I accidentally did a Hard reset on my Palm m130 handheld. I lost all of my files, and when I tried to HotSync from my desktop to restore the saved files there, the screen on my handheld reads: "Unable to initiate HotSync operation because the port is in use by another application".
It also reads this if I just tap the HotSync icon on my PDA screen.
Can anyone please help? I need to be able to HotSync.
THANKS.


----------



## nonane (Mar 18, 2005)

Try this, I think this happened to me once with my m130, I can't remember EXACTLY how I fixed it, but:

MAKE SURE YOU HAVE A BACKUP.

1. Unplug the USB cable from the cradle to the pc.
2. Uninstall the hardware in Device Manager.
3. Reinstall the hardware drivers, and reboot.
4. Plug the cradle cable back in, and let it install itself.
4. Try to hotsync again.

Usually, the built-in hardware image on the Palm is fully working everytime, it may also be a dirty contact on the cradle, a bad connection from cradle->usb.


----------



## Bilkonyc (Mar 18, 2005)

nonane said:


> Try this, I think this happened to me once with my m130, I can't remember EXACTLY how I fixed it, but:
> 
> MAKE SURE YOU HAVE A BACKUP.
> 
> ...


 Thanks...unfortunately, it's not a cradle/connection issue....the message comes up on the PDA screen when I get the HoySync screen loaded....not sure what to do.


----------



## EPfizH (Mar 20, 2005)

I had this problem too. It was a long time ago and I am trying to remember, but I think part of it was making sure that the sync was set to USB (or serial) which ever was applicable. (cradle local) I also checked the device manager and ran through the ports but I believe there was a problem with the drivers. Maybe Bilkonyc can talk you (and me, since I can't remember much), step by step through the driver re-install process?


----------



## TheDJK (Oct 10, 2003)

> Thanks...unfortunately, it's not a cradle/connection issue....

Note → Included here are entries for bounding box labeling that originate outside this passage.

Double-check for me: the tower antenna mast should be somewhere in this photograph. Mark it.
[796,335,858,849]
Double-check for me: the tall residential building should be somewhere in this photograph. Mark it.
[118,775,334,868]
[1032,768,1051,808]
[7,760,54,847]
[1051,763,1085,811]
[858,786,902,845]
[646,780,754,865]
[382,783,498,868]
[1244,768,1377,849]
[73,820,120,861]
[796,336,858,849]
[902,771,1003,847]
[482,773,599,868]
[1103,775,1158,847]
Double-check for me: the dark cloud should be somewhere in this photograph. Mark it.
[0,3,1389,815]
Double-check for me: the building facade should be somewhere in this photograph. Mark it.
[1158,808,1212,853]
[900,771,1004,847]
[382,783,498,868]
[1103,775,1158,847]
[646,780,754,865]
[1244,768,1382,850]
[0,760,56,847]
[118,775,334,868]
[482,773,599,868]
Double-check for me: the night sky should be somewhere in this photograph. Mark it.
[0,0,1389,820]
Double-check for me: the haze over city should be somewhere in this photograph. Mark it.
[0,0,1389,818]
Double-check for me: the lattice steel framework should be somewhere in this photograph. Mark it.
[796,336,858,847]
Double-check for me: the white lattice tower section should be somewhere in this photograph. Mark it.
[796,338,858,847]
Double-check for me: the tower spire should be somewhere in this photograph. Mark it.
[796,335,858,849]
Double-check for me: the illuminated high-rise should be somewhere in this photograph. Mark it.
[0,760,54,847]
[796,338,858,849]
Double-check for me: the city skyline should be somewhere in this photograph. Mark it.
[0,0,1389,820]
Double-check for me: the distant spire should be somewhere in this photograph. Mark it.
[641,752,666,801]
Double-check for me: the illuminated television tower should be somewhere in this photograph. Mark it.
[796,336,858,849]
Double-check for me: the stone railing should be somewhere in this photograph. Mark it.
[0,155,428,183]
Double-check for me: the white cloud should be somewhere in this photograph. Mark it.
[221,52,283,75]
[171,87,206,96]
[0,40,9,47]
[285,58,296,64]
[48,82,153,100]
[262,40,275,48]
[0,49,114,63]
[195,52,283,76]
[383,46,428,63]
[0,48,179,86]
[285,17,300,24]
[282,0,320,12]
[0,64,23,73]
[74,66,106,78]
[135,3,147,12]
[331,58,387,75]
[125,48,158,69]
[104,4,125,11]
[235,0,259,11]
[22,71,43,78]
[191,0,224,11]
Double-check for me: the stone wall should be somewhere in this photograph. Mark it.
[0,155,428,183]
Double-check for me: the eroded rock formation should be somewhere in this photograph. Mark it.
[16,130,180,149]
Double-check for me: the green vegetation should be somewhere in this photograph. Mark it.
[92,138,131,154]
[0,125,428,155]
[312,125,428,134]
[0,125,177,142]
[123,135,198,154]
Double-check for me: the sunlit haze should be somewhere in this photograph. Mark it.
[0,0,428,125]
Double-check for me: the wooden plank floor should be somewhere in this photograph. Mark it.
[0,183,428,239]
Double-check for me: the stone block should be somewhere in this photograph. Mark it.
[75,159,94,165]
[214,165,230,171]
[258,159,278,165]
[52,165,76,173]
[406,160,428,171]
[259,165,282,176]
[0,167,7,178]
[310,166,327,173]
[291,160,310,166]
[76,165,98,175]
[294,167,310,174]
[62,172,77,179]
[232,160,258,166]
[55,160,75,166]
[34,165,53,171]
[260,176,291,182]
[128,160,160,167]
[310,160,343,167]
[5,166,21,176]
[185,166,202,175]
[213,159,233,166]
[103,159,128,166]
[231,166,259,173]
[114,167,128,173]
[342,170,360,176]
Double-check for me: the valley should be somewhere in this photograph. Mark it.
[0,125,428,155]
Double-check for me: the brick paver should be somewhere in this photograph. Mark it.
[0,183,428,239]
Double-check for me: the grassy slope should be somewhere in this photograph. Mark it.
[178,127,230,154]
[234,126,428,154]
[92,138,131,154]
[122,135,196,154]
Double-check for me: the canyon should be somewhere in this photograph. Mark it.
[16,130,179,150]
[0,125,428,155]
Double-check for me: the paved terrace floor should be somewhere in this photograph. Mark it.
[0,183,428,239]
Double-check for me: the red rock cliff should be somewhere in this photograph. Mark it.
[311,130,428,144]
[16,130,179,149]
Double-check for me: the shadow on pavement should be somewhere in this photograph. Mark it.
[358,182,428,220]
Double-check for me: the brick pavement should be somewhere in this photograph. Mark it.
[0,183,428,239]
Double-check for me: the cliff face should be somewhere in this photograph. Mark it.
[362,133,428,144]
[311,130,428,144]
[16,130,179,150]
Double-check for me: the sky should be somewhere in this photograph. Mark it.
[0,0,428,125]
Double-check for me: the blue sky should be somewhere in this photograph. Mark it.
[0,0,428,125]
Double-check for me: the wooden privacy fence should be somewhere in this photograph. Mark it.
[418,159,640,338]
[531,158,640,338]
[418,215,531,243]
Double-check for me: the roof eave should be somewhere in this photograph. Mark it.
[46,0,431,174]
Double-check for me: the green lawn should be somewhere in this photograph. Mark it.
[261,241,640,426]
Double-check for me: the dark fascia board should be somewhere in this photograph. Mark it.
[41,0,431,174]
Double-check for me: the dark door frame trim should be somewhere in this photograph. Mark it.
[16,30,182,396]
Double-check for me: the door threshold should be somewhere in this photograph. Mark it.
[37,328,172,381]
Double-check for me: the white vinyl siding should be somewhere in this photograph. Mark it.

 I think it may be precisely a cradle/connection issue. But 1st, a couple questions:
1) What type of PC are you using (desktop, laptop)?
2) What OS? 
2) How are you connecting for the HotSync operation (i.e., Infrared, USB, Serial, Modem, etc.)?


----------



## rescape_ (Apr 5, 2005)

Have there been any findings regarding this post? I am experiencing the same problem, if I may follow where Bilkonyc left off...

1) Desktop PC
2) Windows 2000
3) Connection via Local USB

Thanks in advance.


----------



## cypher2 (Dec 1, 2004)

you are probably best to delete the partnerships, in outlook etc and remove sw - then re install the SW, creating new partnerships


----------



## Mano[FA] (May 9, 2005)

Hi! just reading this post I resolved my problems. I also had a hardware reset (lost bactery charge) on my Palm m125 and got the message "Unable to initiate HotSync operation because the port is in use by another application"
To solve I check "hotsync" and from the menu clicked on "connection setup". There was none, so I made a new one selecting local Network. It actually happened earlier to have a reset, but it's the first time I had to do this.
sometimes having some other USB devices in other USB port gave problems too.

Thanks guys, I hope this can help somebody else as well


----------



## atikokanite (May 14, 2005)

Hi

I recently solved this problem by clicking on the hotsync icon in the system tray and clicking setup. The I clicked the local tab and changed the serial port from com 1 to com 2.


----------



## frankreich (Jul 7, 2005)

FYI, I used the fix re: connection settings mentioned by Mano. This will also work on a CLIE T615C........


----------